Managing endangered species in fragmented landscapes requires estimating dispersal rates between populations over contemporary timescales. Here we develop a new method for quantifying recent dispersal using genetic pedigree data for close and distant kin. Specifically, we describe an approach that infers missing shared ancestors between pairs of kin in habitat patches across a fragmented landscape. We then apply a stepping-stone model to assign unsampled individuals in the pedigree to probable locations based on minimizing the number of movements required to produce the observed locations in sampled kin pairs. Finally, we use all pairs of reconstructed parent-offspring sets to estimate dispersal rates between habitat patches under a Bayesian model. Our approach measures connectivity over the timescale represented by the small number of generations contained within the pedigree and so is appropriate for estimating the impacts of recent habitat changes due to human activity. We used our method to estimate recent movement between newly discovered populations of threatened Eastern Massasauga Rattlesnakes (Sistrurus catenatus) using data from 2996 RAD-based genetic loci. Our pedigree analyses found no evidence for contemporary connectivity between five genetic groups, but, as validation of our approach, showed high dispersal rates between sample sites within a single genetic cluster. We conclude that these five genetic clusters of Eastern Massasauga Rattlesnakes have small numbers of resident snakes and are demographically isolated conservation units. More broadly, our methodology can be widely applied to determine contemporary connectivity rates, independent of bias from shared genetic similarity due to ancestry that impacts other approaches.

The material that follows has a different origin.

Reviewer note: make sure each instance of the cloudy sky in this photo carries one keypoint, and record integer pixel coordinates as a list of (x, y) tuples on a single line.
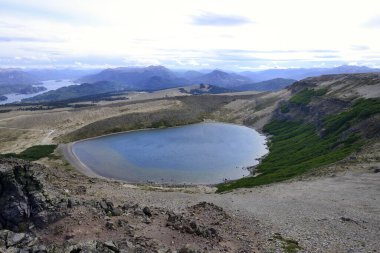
[(197, 34)]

Dataset is ddRADseq from 86 individual Sistrurus catenatus (Eastern Massasauga Rattlesnake). Individuals were sequenced on Illumina HiSeq2500 and HiSeq4000 platforms, using single-end reads size selected from 300-600bp using EcoR1 and Pst1 for our restriction enzymes. Reads were aligned against a reference genome using ipyrad, and filtering done in PLINK 2.0, with all 2996 loci called in every individual.

No missing values should be present in the data. All loci are bi-allelic, and anonymized survey sites linked to sample names have been uploaded in a separate document. Due to concerns over the sensitive nature of these sites, no GPS coordinates or morphometric data are reported. All S. catenatus in this dataset came from Ashtabula county, Ohio, USA. Rscripts have been uploaded as examples to follow, but due to removed location and morphology data, cannot be run.